Einem Bericht der "Financial Times" zufolge will der Mutterkonzern Greensill Capital in Australien Insolvenz anmelden. Die Zeitung berief sich auf mit der Angelegenheit vertraute Personen. Das Institut, das 2011 vom Citigroup-Banker Lex Greensill gegründet wurde, wollte sich nicht dazu äußern. Die Holding Greensill Capital Pty Limited hat ihren Sitz in Australien, das operative Geschäft ist in der britischen Greensill Capital UK gebündelt.

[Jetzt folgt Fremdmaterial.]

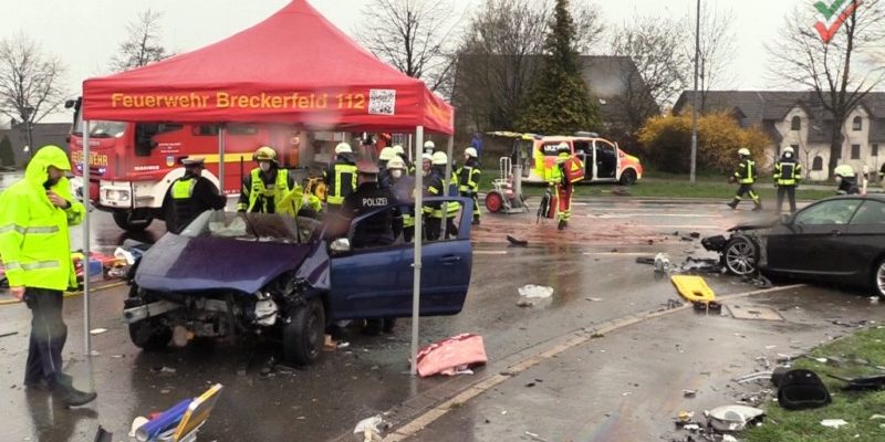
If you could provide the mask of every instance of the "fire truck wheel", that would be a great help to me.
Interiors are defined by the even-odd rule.
[[[114,222],[128,232],[144,232],[153,221],[154,215],[147,209],[114,212]]]
[[[503,197],[501,197],[501,193],[491,191],[486,194],[486,209],[489,209],[489,212],[497,213],[499,210],[501,210],[503,203],[504,201]]]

Die Bremer Greensill Bank, deren Verbindlichkeiten gegenüber Kunden sich laut Jahresabschluss Ende 2019 auf 3,3 Milliarden Euro beliefen, ist mit Greensill Capital eng verwoben. Das Institut ist eine Art Geld- und Garantiegeber für die Gruppe. "Die Greensill Bank AG konzentrierte sich weiterhin innerhalb des Geschäftsmodells der Greensill-Gruppe auf ihre strategiekonformen Kernfunktionen, die Refinanzierung und Übernahme des Bonitätsrisikos für einzelne Engagements der Greensill Capital (UK) Ltd", heißt es dazu im Geschäftsbericht der Bank. Die Ratingagentur Scope schrieb im vergangenen Oktober, die Greensill Bank sei komplett abhängig von Greensill Capital beim Betreiben von Geschäften und der Absicherung von Kreditrisiken.

Greensill Capital ist auf Lieferketten-Finanzierung spezialisiert. Die Gesellschaft verpackt die Forderungen in Wertpapiere und platziert diese bei Investoren. Diese Supply Chain Finance Fonds finanzieren die Forderungen von Lieferanten an Unternehmen.

Am Montag hatte bereits die Schweizer Großbank Credit Suisse den Handel mit Fonds im Gesamtvolumen von zehn Milliarden Dollar vorübergehend eingestellt, Zeichnung und Rücknahme von Anteilen der Supply Chain Finance Funds wurden ausgesetzt. Mit den Entscheidungen von Credit Suisse und GAM fallen Finanzierungsquellen für Greensill weg.

GAM machte für die Abwicklung des GAM Greensill Supply Chain Finance Fonds die jüngsten Marktentwicklungen und die daraus resultierende Medienberichterstattung verantwortlich. GAM stelle sicher, dass alle Kunden ihre gesamte Einlagen in geordneter Weise zurückerstattet erhielten, erklärten die Schweizer. Der Fonds verfüge derzeit über ein Gesamtvermögen von 842 Millionen Dollar. Es seien weniger als zehn Kunden investiert. Die Schließung des Supply Chain Finance Fonds markiere das Ende der Geschäftsbeziehung zwischen GAM und Greensill, die bis ins Jahr 2016 zurückreiche.

Die Greensill Bank entstand aus der früheren Nordfinanz Bank AG. 2014 wurde diese von Greensill Capital übernommen. Seit 2017 wächst das Institut massiv, die Bilanzsumme verzehnfachte sich bis Ende 2019 auf 3,8 Milliarden Euro. Die Greensill Bank ist Mitglied beim Einlagensicherungsfonds der privaten Banken in Deutschland. Zuletzt kam dieser beim Zusammenbruch der Maple Bank im Februar 2016 zum Tragen.